La Dra. Iris Cardona, sub secretaria del Departamento de Salud, aseguró que se espera que para el 10 de diciembre la Agencia para la Administración de Medicamentos y Alimentos (FDA, por sus siglas en inglés) autorice el uso de la vacuna como medida de emergencia en la prevención del COVID-19. La Dra. Cardona que cuenta con más de 25 años de experiencia, aseguró que se han hecho estudios en estas vacunas en más de 73 mil personas y las personas pueden estar seguras que sus resultados son muy confiables. Aunque el gobierno de los Estados Unidos realizó una compra a nivel federal importante para todos los estados y territorios de la vacuna contra el COVID-19, la misma no llegará toda “de cantazo”. Como ya se ha anunciado a través de los medios, el plan de vacunación para Puerto Rico será por fases. En la primera etapa se inmunizará a todos aquellos trabajadores del sector de la salud y cualquier persona que esté en la primera línea de batalla enfrentando el virus. También se prevé inmunizar a las personas de la tercera edad, los cuales son los más propensos a contraer la infección. Esta primera fase no se desarrollará toda de repente. Cardona indicó que es probable que se reciban en un primer lote, por ejemplo “30 mil vacunas” y luego otras “20 mil” y así hasta completar las inmunizaciones requeridas para la primera fase.

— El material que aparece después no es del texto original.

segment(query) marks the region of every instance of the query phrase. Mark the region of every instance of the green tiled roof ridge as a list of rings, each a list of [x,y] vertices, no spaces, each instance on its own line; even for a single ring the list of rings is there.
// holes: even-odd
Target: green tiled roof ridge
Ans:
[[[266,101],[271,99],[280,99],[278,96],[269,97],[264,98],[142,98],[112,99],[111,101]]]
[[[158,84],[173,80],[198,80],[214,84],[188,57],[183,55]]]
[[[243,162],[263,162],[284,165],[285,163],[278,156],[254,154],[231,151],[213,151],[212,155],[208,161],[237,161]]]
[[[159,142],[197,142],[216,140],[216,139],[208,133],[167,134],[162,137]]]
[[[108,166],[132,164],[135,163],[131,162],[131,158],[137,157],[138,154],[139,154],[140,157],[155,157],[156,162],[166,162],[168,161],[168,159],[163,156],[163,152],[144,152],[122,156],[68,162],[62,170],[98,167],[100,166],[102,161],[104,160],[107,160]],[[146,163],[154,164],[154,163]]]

Para poder cumplir con los requerimientos de congelación, la sub secretaria de Salud informó que el gobierno está tramitando la compra de 5 freezers tamaño grande en donde esperan almacenar el tan esperado antídoto una vez llegue a la isla. Una vez se tenga la vacuna conservada allí, personal del Departamento de Salud y de la Guardia Nacional, quien también estará ayudando en el proceso estarán trasladando la vacuna hacia neveras en los hospitales y diferentes centros de salud. Cuando la vacuna llegue a un hospital, el personal de este lugar tendrá 5 días para poder usarlas, ya que este es el tiempo que dura la vacuna del COVID-19 sin requerir una temperatura de congelación más baja. Cardona aseguró que los hospitales deberán estar preparados para tener un plan de logística que permita vacunar a todo su personal en un tiempo corto. La Guardia Nacional estará preparada para ayudar a todos aquellos centros de salud que enfrenten problemas para inmunizar a sus trabajadores en un período menor a 5 días. Además, personal del Departamento de Salud estará listo para ayudar a todas las instituciones que lo requieran.
Jaime Plá Cortés, presidente ejecutivo de la Asociación de Hospitales de Puerto Rico aseguró que la vacuna del COVID-19 enfrenta dos grandes retos.
El primero radica en la capacidad de los hospitales para poder vacunar a sus trabajadores en los 3 turnos que estos laboran en un tiempo corto. Cortés estima que en la isla hay más de 145 mil personas ligadas al sector de la salud y que en el área de los hospitales laboran más de 45 mil. Otro de los desafíos que Cortés asegura puede afectar el proceso es la negativa de algunas personas en esta primera fase a ponerse la vacuna.
Aunque no tiene una cifra exacta de cuántos se opondrían al antídoto si sabe de varios trabajadores de la salud que han expresado su negativa. El tiempo y la logística gubernamental dictarán los siguientes pasos en la lucha contra la pandemia.